Żyjemy w czasach, gdzie gatunek gier zwanych skradankami jest systematycznie zastępowany radosnymi rąbankami, w których szczytem finezji jest rozwalenie kibla głową przeciwnika.
Redmeer @ 20.08.2010, 18:10
"Redmeer"
pc, ps3, xbox 360
Żyjemy w czasach, gdzie gatunek gier zwanych skradankami jest systematycznie zastępowany radosnymi rąbankami, w których szczytem finezji jest rozwalenie kibla głową przeciwnika.
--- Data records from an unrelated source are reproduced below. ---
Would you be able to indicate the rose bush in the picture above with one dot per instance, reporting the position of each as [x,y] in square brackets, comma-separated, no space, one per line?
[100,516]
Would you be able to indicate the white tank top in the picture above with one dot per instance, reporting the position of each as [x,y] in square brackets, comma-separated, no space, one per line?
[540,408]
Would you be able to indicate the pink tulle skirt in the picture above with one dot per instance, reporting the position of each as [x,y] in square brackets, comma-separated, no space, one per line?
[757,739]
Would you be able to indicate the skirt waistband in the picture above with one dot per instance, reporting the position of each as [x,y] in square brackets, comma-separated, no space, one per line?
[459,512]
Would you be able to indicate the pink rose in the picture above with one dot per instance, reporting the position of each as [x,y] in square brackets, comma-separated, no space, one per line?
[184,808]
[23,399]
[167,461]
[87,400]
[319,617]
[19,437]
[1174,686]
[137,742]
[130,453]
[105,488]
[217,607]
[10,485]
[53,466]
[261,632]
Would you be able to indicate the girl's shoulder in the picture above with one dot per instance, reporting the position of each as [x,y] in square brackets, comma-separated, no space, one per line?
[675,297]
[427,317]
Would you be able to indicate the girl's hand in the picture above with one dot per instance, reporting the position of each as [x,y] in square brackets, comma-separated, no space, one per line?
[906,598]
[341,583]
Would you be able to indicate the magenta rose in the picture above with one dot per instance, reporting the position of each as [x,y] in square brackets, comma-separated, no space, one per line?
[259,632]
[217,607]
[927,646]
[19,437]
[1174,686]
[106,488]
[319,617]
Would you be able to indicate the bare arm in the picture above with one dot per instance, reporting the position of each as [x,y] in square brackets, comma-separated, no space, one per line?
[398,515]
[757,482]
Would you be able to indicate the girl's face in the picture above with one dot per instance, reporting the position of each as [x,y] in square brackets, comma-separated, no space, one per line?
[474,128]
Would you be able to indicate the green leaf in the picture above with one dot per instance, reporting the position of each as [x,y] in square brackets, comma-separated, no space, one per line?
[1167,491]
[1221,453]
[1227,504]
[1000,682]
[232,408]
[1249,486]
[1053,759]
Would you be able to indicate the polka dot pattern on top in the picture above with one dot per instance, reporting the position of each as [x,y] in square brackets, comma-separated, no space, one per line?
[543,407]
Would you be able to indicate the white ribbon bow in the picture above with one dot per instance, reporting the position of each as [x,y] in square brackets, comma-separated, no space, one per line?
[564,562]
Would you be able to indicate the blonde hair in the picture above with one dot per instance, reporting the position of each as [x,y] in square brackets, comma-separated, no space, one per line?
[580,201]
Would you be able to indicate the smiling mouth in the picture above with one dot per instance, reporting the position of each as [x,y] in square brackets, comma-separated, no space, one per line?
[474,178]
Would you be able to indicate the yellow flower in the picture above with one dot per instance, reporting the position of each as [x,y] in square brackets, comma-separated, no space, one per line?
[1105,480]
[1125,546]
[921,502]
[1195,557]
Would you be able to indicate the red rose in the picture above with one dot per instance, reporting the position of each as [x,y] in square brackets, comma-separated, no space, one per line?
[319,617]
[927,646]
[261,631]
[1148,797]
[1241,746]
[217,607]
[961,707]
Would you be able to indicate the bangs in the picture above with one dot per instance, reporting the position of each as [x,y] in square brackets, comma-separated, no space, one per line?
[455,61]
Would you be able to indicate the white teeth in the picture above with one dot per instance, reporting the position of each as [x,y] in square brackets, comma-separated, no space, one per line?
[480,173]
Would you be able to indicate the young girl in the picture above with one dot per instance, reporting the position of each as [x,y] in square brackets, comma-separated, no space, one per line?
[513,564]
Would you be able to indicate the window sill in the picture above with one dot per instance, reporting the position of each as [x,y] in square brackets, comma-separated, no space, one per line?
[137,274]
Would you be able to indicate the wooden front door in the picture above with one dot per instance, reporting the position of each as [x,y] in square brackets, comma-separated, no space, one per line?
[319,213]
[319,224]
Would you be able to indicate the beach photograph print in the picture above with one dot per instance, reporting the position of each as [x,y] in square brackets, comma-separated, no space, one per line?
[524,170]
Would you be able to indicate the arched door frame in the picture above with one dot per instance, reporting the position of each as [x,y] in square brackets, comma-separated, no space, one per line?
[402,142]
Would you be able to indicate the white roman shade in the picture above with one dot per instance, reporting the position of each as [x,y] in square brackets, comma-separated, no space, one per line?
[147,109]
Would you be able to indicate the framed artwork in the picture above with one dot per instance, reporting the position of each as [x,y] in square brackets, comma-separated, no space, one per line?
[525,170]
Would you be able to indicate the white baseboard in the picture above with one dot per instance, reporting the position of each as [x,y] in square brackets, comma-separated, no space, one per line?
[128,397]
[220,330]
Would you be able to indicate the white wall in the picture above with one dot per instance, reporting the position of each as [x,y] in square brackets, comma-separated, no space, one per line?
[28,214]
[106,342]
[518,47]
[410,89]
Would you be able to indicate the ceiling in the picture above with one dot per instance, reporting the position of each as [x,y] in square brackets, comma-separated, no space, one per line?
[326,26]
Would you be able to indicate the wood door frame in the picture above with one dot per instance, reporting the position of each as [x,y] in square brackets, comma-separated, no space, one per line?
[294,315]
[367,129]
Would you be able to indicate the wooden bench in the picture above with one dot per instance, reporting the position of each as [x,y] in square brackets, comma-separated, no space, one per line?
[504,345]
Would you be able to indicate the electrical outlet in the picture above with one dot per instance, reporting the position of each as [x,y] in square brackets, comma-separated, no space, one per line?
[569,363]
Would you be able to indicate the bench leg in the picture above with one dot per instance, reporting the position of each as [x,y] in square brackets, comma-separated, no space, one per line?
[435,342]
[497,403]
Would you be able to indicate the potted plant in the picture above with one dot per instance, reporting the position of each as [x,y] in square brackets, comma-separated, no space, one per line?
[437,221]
Na szczęście jest ktoś, kto żyje w innej epoce i nadal chce robić produkcje dla fanów cichej infiltracji. To Hideo Kojima, ojciec serii Metal Gear Solid.
Obecnie, ów jegomość pracuje nad Metal Gear Solid Rising wraz z zespołem Konami. Poprzedniczki tej produkcji mają bogatą tradycję, jeśli chodzi o mnogość sposobów cichego rozwiązywania problemów wszelkich (wrogów, kamer ochrony, wrogów, czegokolwiek), a jak zapewnia nas producent - Shigenobu Matsuyama - Metal Gear Solid Rising na tym polu z pewnością utrzyma poziom.
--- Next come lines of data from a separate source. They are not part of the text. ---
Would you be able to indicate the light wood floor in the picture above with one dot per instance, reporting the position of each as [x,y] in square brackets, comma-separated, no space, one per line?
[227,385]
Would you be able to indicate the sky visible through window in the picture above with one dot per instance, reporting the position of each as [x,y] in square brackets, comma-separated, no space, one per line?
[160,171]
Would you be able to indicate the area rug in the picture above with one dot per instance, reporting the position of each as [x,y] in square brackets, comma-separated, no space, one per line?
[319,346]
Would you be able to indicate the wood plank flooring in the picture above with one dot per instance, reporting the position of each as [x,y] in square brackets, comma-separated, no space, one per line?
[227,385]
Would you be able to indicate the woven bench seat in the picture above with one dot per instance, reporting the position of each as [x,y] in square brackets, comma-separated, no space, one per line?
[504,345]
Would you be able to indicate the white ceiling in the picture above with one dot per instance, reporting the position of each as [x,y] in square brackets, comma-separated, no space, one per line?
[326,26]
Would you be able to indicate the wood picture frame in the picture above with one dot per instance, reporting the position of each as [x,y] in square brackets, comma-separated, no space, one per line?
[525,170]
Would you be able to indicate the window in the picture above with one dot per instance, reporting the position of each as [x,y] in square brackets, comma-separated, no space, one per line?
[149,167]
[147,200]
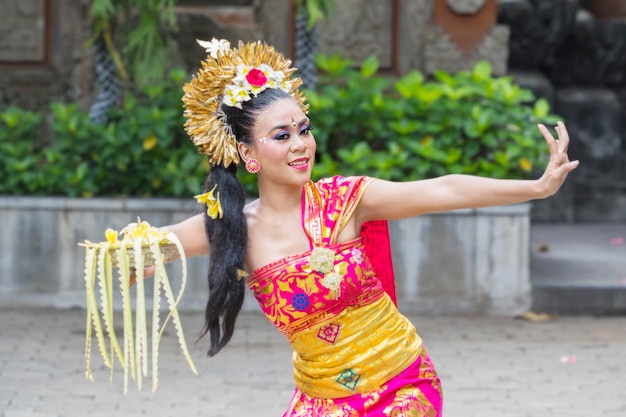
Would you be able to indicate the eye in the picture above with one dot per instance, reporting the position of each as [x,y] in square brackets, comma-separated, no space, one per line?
[282,135]
[306,129]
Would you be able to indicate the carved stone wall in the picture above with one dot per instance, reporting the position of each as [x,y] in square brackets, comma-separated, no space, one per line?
[42,54]
[576,59]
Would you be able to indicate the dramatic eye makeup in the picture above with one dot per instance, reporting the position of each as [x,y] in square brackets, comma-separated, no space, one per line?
[281,135]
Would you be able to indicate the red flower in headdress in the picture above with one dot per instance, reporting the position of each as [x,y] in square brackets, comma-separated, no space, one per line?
[256,77]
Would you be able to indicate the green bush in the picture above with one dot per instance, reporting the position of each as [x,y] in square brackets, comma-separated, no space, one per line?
[469,122]
[143,151]
[365,124]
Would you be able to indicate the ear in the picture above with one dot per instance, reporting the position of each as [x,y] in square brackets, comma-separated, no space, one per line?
[246,151]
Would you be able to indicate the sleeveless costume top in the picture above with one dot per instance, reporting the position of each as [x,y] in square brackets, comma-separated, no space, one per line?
[347,334]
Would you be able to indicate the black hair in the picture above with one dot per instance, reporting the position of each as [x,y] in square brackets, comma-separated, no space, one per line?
[228,235]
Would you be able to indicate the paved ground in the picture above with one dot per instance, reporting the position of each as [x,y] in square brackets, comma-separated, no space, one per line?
[570,367]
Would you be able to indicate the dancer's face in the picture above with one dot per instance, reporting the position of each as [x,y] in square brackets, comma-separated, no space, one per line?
[282,143]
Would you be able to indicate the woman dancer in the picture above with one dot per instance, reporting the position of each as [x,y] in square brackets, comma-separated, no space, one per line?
[299,248]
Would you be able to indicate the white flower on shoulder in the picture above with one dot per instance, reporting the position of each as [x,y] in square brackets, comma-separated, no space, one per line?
[215,46]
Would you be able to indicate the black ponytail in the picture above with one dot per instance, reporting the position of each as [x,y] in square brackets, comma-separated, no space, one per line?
[228,236]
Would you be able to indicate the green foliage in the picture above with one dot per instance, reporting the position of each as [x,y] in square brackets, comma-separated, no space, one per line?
[316,10]
[144,28]
[143,151]
[469,122]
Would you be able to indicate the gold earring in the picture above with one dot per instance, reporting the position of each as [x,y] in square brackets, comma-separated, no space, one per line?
[253,166]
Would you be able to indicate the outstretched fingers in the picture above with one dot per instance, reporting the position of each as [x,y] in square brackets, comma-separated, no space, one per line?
[563,136]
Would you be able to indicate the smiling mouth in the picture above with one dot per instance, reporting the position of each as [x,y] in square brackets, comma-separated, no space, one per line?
[299,162]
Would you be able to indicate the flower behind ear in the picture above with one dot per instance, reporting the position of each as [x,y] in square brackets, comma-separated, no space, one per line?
[214,206]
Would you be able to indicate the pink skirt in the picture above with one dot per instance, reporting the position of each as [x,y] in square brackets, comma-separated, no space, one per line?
[416,392]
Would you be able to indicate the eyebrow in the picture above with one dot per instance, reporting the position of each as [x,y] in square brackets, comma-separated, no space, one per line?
[286,126]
Wedle obietnic, możliwe będzie zaliczenie wątku fabularnego gry bez zabicia choćby jednej osoby, cyborga lub androida (choć w przypadku dwóch ostatnich ciężko mówić o morderstwie, bo ludźmi nie są). Wszystko to dzięki umiejętnościom Raidena pozwalającym na omijanie przeciwników oraz ich błyskawiczne rozbrajanie w przypadku wykrycia. Wykonanie wszystkich misji w bezkrwawy sposób ma być specjalnie wyróżnione, choć rzecz jasna, dość trudne. Nie znaczy to jednak, że styl "Serious Sama" sprowadzi grę do banalnej rąbanki - Konami odgraża się, że nie będzie nagradzania za zabijanie, a wyjście bez szwanku z większej zadymy w Metal Gear Solid Rising to dokonanie dość skomplikowane.